Furthermore, please do not search about for Saint Margaret's; it does
not exist. I shamelessly confess to the building of it myself, using
my right of authorship to bring a stone from this place, and a cornice
from that, to cap the foundation I discovered long ago--when I was a
child. In a like manner have I furnished its board of trustees. Do
not misjudge them; remember that when one is so careless as to let
Fancy and faeries into a book she is forced to let the stepmothers be
unkind and the giants cruel.
I should like to remind those who may be forgetting that Tir-na-n'Og is
the land of eternal youth and joyousness--the Celtic "Land of Heart's
Desire." It is a country which belongs to us all by right of natural
heritage; but we turned our backs to it and started journeying from it
almost the instant we stepped out of our cradles.
As for the primrose ring--reach across it to Bridget and let her give
you back again the heart of a child which you may have lost somewhere
along the road of Growing-Old-and-Wise.
R. S.
THE PRIMROSE RING
I
CONCERNING FANCY AND SAINT MARGARET'S
Would it ever have happened at all if Trustee Day had not fallen on the
30th of April--which is May Eve, as everybody knows?
This is something you must ask of those wiser than I, for I am only the
story-teller, sitting in the shadow of the market-place, passing on the
tale that comes to my ears. But I can remind you that May Eve is one
of the most bewitched and bewitching times of the whole year--reason
enough to account for any number of strange happenings; and I can point
out to your notice that Margaret MacLean, in charge of Ward C at Saint
Margaret's, found the flower-seller at the corner of the street that
morning with his basket full of primroses. Now primroses are "gentle
flowers," as everybody ought to know--which means that the faeries have
been using them for thousands of years to work magic; and Margaret
MacLean bought the full of her hands that morning.

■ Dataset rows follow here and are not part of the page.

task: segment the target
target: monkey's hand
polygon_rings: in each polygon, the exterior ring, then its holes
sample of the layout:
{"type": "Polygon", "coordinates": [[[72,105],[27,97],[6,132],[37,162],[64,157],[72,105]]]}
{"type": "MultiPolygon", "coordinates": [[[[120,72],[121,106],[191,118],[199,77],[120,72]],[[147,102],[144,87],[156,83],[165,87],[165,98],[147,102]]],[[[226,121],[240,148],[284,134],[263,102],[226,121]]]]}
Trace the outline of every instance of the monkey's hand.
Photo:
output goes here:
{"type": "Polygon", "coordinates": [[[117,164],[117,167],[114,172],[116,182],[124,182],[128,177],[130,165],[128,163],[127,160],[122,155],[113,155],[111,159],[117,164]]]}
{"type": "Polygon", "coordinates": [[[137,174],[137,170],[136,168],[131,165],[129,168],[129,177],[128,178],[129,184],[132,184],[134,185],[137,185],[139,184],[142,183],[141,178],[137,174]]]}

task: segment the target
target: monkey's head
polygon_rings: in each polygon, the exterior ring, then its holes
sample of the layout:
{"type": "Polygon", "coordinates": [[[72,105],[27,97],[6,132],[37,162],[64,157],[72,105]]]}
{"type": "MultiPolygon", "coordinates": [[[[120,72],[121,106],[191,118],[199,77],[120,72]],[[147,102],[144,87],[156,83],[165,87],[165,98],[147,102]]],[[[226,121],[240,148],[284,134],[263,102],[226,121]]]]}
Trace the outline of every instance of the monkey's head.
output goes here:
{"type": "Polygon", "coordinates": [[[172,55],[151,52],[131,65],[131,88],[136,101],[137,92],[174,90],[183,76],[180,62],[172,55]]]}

And this brings us back to Trustee Day at Saint Margaret's--which fell
on the 30th of April--and to the beginning of the story.
Saint Margaret's Free Hospital for Children does not belong to the
city. It was built by a rich man as a memorial to his son, a little
crippled lad who stayed just long enough to leave behind as a legacy
for his father a great crying hunger to minister to all little ailing
and crippled bodies. There are golden tales concerning those first
years of the hospital--tales passed on by word of mouth alone and so
old as to have gathered a bit of the misty glow of illusion that hangs
over all myths and traditions. They made of Saint Margaret's an
arcadian refuge, where the Founder wandered all day and every day like
a patron saint. Tradition endowed him with all the attributes of all
saints belonging to childhood: the protectiveness of Saint Christopher,
the tenderness of Saint Anthony, the loving comradeship of Saint
Valentine, and the joyfulness of Saint Nicholas.
But that was more than fifty years ago; and institutions can change
marvelously in half a century. Time had buried more than the Founder.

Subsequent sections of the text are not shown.